Bindings are declared as BindingDeclaration variants such as:

  • UniformBufferBindingLayout
  • StorageBufferBindingLayout
  • TextureBindingLayout
  • SamplerBindingLayout
  • StorageTextureBindingLayout

All binding declarations include these core fields:

{
name: string;
group: number;
location: number;
type: ...;
}

group

group is the logical bind-group index for the binding.

Example:

bindings: [
{name: 'frameUniforms', type: 'uniform', group: 0, location: 0},
{name: 'lightingUniforms', type: 'uniform', group: 2, location: 0},
{name: 'materialUniforms', type: 'uniform', group: 3, location: 0},
{name: 'baseColorTexture', type: 'texture', group: 3, location: 1},
{name: 'baseColorSampler', type: 'sampler', group: 3, location: 2}
]

Important details:

  • location is the binding index within its group.
  • Groups can be sparse.
  • On WebGL, group is still meaningful to luma.gl even though WebGL itself has no native bind-group concept.
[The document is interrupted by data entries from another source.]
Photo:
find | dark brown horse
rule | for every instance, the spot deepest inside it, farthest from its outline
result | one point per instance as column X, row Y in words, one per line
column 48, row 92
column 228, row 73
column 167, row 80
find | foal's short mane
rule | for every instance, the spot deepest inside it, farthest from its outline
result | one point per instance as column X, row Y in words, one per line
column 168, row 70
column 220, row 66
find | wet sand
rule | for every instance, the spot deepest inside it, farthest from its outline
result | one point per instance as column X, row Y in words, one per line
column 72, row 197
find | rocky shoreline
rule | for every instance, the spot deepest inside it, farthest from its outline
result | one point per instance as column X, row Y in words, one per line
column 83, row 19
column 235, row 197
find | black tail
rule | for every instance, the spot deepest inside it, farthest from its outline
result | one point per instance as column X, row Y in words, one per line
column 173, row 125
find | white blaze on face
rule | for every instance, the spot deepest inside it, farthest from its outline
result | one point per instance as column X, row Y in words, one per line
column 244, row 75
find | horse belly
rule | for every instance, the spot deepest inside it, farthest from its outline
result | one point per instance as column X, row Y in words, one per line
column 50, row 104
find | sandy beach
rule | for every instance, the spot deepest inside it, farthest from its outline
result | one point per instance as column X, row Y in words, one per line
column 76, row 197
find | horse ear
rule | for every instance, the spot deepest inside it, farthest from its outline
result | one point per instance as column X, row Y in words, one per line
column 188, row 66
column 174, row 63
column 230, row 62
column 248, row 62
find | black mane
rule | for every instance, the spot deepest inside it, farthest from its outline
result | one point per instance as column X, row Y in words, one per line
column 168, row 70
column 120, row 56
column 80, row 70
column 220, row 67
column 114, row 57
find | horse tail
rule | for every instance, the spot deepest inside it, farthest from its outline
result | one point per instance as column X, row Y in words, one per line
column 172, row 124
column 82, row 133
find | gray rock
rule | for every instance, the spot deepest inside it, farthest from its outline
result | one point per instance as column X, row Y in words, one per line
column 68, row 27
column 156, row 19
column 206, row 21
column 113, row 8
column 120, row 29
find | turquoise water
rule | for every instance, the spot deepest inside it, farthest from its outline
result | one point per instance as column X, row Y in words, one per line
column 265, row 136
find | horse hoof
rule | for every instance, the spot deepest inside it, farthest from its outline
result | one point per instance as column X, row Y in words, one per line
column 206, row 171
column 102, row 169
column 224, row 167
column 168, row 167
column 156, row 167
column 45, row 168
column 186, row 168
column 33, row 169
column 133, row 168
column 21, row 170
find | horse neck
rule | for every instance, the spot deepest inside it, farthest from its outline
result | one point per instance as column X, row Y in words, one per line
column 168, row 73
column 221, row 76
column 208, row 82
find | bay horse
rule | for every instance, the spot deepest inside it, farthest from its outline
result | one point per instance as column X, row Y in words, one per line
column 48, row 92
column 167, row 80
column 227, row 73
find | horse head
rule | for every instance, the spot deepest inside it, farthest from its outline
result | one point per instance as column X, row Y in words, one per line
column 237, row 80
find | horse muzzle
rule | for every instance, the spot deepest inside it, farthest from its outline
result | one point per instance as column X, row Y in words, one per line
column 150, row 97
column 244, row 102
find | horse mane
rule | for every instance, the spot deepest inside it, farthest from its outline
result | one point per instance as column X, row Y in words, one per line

Example binding declaration variants

Uniform buffer:

{
name: 'frameUniforms',
type: 'uniform',
group: 0,
location: 0
}

Texture:

{
name: 'baseColorTexture',
type: 'texture',
group: 3,
location: 1,
viewDimension: '2d',
sampleType: 'float'
}

Sampler:

{
name: 'baseColorSampler',
type: 'sampler',
group: 3,
location: 2,
samplerType: 'filtering'
}

Usage

const shaderLayout = {
attributes: [{name: 'positions', location: 0, type: 'vec3<f32>'}],
bindings: [
{name: 'frameUniforms', type: 'uniform', group: 0, location: 0},
{name: 'lightingUniforms', type: 'uniform', group: 2, location: 0},
{name: 'materialUniforms', type: 'uniform', group: 3, location: 0}
]
};

const pipeline = device.createRenderPipeline({
vs,
fs,
shaderLayout
});

WebGPU vs WebGL

WebGPU

WebGPU can use the group and location metadata directly as native bind-group and binding indices.

WebGL

WebGL reflection does not expose bind-group indices. luma.gl can still preserve logical grouping on WebGL, but it relies on explicit shader-layout metadata or other luma-authored binding metadata rather than GLSL reflection alone.